Sure :slight_smile: go look at the Rossmann notebook. You can pass in label_cls=FloatList when you label.

Oh… thanks I might have already asked this previously. If you have the answer right away how it works here TabularDataBunch.from_df(’.’, df, target_column, valid_idx=valid_idx, procs=procs, cat_names=cat_names, label_cls=FloatList)
It’s saying that there is no argument like that

and also isn’t there any automatic thing to recognize this because I thought that this might be a great example code I can use everytime I use tabular data and I don’t want to remember changing that thing every time I switch from categorical to continuous.

No there isn’t :slight_smile: I use the datablock API for my work and just build from the tabularList like it’s shown in Rossmann (TabularList.from_x).split_by_x.labelfrom_x.databunch()

Try doing it how the Rossmann is set up copy/paste

:+1: Do you think this is something I could built inside the library because in theory it seems like a problem that could be solved automatically.

I don’t think so, as I’m trying to think how that could be done automatically as you could very easily have a classification task where n labels is an absurdly large amount. Maybe for your own tasks where you’re comfortable with how it’s done though :slight_smile: (my research I’ve been doing my number of classes at one point was >400)

But let’s think it this way. If it’s labels it is really easy to just say it’s categorical. Okay so how numerical data should be split? I think if there is more than 20 or something variations then it’s probably continuous. I probably represent this idea because it might work better than current solution but definitely still should be option to choose this manually in case someone has more than 20 numerical values and all are labels.

Why adding log=True to label_from_df (using datablock API) gives so much better result? First I tried without it and the predictions were off a lot but then I used it and the model seemed to work pretty well. Isn’t that just changing the targets to log of them instead of the original?

Just realized that I’m using mean absolute error so is this log thing is making the model “better” because the variation of the targets is smaller and that’s why model’s predictions are pretty close but if I do squared the result will be the same.
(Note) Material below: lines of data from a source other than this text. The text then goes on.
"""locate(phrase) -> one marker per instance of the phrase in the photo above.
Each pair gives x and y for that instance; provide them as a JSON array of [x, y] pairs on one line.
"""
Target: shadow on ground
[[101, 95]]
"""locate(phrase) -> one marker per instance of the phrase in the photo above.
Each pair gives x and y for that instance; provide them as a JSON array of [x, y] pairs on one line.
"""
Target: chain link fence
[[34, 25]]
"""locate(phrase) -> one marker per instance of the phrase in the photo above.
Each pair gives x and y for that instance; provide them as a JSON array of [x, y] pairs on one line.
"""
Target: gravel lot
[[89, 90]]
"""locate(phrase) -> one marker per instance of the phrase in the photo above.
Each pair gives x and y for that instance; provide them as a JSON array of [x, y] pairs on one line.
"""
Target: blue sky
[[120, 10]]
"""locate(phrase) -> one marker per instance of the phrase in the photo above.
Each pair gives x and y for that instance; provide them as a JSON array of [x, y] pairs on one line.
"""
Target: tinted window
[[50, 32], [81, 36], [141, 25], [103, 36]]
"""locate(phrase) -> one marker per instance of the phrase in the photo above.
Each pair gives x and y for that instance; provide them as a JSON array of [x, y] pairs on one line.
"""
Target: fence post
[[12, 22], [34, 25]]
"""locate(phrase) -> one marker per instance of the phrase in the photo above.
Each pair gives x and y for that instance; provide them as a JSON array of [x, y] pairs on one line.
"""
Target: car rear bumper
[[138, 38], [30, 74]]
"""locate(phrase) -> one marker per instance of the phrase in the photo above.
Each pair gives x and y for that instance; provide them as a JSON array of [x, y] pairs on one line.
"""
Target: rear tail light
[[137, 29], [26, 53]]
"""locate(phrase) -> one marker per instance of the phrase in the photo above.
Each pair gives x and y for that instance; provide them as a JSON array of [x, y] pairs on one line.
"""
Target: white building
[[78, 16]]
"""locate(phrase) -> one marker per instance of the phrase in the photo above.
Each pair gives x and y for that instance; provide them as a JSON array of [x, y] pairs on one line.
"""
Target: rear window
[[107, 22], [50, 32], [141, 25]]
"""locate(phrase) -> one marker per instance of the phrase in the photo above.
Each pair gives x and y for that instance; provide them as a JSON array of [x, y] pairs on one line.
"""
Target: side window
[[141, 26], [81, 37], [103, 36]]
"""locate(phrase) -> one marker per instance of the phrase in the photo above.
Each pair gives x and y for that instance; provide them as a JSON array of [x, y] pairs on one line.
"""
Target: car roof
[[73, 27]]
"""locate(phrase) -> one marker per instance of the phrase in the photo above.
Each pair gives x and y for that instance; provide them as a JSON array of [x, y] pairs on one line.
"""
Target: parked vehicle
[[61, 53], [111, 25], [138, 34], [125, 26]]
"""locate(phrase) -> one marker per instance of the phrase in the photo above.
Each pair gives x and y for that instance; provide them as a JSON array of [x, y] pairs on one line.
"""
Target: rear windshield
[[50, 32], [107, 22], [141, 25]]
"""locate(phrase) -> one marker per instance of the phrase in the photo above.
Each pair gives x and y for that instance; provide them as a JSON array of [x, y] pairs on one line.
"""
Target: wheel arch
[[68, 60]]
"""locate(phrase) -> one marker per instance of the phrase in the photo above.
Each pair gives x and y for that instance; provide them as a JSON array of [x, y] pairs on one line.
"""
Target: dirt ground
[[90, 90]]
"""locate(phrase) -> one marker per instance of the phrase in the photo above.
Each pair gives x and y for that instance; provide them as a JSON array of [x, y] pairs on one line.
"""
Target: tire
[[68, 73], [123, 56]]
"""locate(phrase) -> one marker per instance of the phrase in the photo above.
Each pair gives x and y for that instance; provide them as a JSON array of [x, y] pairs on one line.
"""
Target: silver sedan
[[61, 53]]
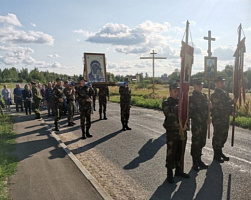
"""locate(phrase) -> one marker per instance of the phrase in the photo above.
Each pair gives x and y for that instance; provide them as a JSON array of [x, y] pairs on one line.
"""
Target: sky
[[53, 35]]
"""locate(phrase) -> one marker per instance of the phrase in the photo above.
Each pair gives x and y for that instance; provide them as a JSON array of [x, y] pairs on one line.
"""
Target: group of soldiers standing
[[221, 106]]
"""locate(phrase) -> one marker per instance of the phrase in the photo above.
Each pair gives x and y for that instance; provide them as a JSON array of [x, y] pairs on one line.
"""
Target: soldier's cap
[[219, 78], [174, 86], [197, 81]]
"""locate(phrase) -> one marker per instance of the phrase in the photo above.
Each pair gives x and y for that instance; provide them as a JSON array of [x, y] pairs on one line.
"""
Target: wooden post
[[209, 53]]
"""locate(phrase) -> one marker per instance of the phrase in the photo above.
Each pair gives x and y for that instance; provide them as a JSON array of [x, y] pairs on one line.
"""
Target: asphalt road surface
[[131, 164]]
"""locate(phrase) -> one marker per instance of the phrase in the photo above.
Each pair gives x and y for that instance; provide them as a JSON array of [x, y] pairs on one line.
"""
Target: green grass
[[8, 161], [243, 122]]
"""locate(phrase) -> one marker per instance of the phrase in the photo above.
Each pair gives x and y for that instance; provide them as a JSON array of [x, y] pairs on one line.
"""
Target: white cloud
[[10, 19], [53, 56], [33, 24], [224, 53]]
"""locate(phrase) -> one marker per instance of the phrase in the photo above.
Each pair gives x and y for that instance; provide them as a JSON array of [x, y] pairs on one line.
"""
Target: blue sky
[[53, 35]]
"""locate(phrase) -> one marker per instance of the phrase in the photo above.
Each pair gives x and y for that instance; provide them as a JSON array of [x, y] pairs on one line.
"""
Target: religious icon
[[187, 68], [210, 68], [95, 70]]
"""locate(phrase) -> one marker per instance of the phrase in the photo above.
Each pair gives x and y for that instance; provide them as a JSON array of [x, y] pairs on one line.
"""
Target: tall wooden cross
[[209, 38], [153, 58]]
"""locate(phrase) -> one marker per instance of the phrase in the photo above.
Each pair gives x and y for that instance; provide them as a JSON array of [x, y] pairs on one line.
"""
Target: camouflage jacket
[[125, 95], [83, 94], [221, 105], [36, 93], [103, 93], [170, 110], [69, 97], [57, 93], [198, 107]]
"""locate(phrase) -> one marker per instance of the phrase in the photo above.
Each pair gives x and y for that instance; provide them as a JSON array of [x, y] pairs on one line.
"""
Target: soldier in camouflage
[[125, 105], [58, 102], [83, 95], [222, 108], [103, 95], [95, 94], [198, 112], [36, 97], [173, 140], [69, 92]]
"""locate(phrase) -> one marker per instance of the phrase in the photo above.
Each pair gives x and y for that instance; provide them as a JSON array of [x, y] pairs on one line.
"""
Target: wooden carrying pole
[[236, 63], [209, 38]]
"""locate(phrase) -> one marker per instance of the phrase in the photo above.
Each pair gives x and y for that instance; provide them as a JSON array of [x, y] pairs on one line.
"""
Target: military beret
[[219, 78], [197, 81], [174, 86]]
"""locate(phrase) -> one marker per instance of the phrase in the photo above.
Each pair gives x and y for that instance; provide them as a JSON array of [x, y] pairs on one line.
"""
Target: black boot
[[127, 127], [123, 127], [83, 134], [217, 156], [170, 176], [56, 127], [202, 165], [225, 158], [179, 172], [87, 133], [195, 164]]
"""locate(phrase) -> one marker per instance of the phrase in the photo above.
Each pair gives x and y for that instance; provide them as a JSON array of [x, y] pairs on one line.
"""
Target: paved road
[[136, 159], [44, 170]]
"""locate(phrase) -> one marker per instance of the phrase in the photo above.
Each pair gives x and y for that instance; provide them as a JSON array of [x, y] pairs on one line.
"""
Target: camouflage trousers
[[102, 107], [220, 134], [70, 109], [125, 112], [58, 111], [175, 149], [85, 118], [35, 108], [199, 137]]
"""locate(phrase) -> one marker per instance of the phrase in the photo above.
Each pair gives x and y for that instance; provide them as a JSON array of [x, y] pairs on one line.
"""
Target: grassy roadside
[[142, 97], [8, 161]]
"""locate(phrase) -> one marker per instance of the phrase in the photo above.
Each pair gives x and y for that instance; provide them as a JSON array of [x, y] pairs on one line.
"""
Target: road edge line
[[79, 165]]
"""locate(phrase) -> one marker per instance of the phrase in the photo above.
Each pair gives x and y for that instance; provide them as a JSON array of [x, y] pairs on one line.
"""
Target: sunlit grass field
[[143, 97]]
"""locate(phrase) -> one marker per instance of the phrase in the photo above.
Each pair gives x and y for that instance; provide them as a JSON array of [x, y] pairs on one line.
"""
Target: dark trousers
[[19, 103], [50, 106], [27, 106]]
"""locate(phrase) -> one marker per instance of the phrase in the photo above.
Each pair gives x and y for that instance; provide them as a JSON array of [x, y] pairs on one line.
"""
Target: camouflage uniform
[[221, 110], [70, 103], [103, 94], [84, 93], [125, 105], [198, 112], [173, 141], [36, 95], [95, 93], [57, 106]]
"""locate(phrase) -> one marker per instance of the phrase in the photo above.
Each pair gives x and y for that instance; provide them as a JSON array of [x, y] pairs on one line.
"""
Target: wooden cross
[[153, 58], [209, 38]]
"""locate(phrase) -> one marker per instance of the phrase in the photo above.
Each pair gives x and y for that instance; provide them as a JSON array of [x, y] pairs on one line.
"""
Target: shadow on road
[[213, 185], [147, 152], [93, 144]]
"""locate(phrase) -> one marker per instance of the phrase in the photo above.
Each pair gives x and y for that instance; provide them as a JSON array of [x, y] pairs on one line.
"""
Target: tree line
[[8, 75]]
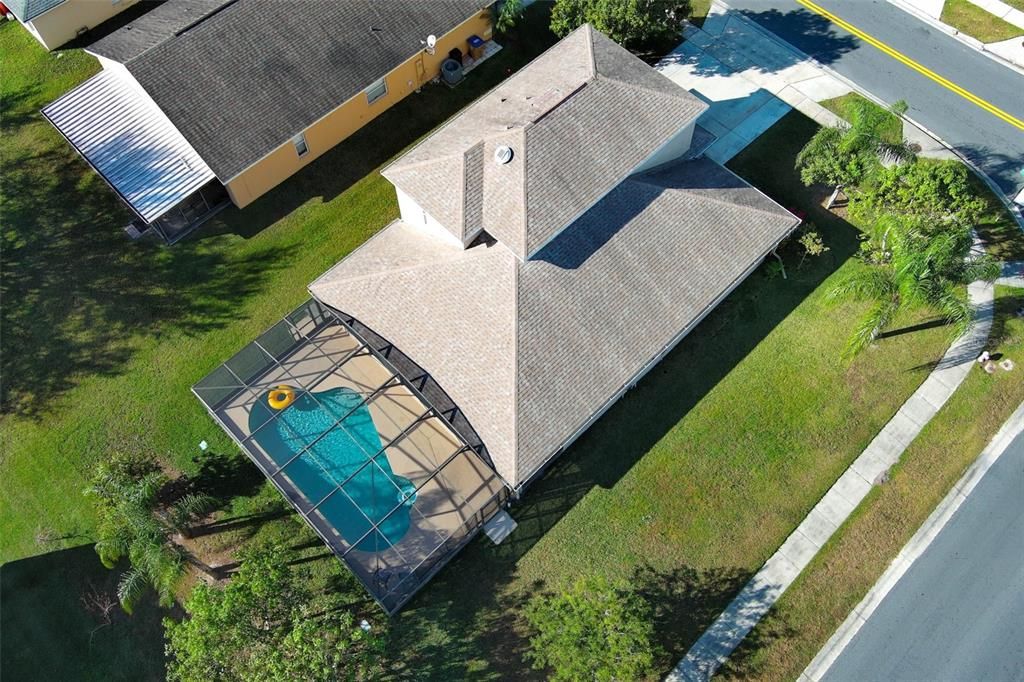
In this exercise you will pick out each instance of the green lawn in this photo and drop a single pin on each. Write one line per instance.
(975, 22)
(839, 578)
(686, 485)
(697, 475)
actually it’s weird that when I’m not using log=True then the predictions are something in range of -20 to 20 or something like that although the real values are thousands. Then if I use log the prediction range is much closer to the real values.

I had a similar issue but I couldn’t find anything in the fastai documentation about passing log=True as an argument to the module label_from_df

What’s the theory behind this? If found a reference in the data block source code.

class FloatList(ItemList):
    "`ItemList` suitable for storing the floats in items for regression. Will add a `log` if this flag is `True`."
    def __init__(self, items:Iterator, log:bool=False, classes:Collection=None, **kwargs):
        super().__init__(np.array(items, dtype=np.float32), **kwargs)
        self.log = log
        self.copy_new.append('log')
        self.c = self.items.shape[1] if len(self.items.shape) > 1 else 1
        self.loss_func = MSELossFlat()
1 Like

I think it might be because if you don’t use log the chance that the predictions go to over- or underflows is possible and that might harm the training. So maybe it’s better for the model to keep the predictions at smaller range when training.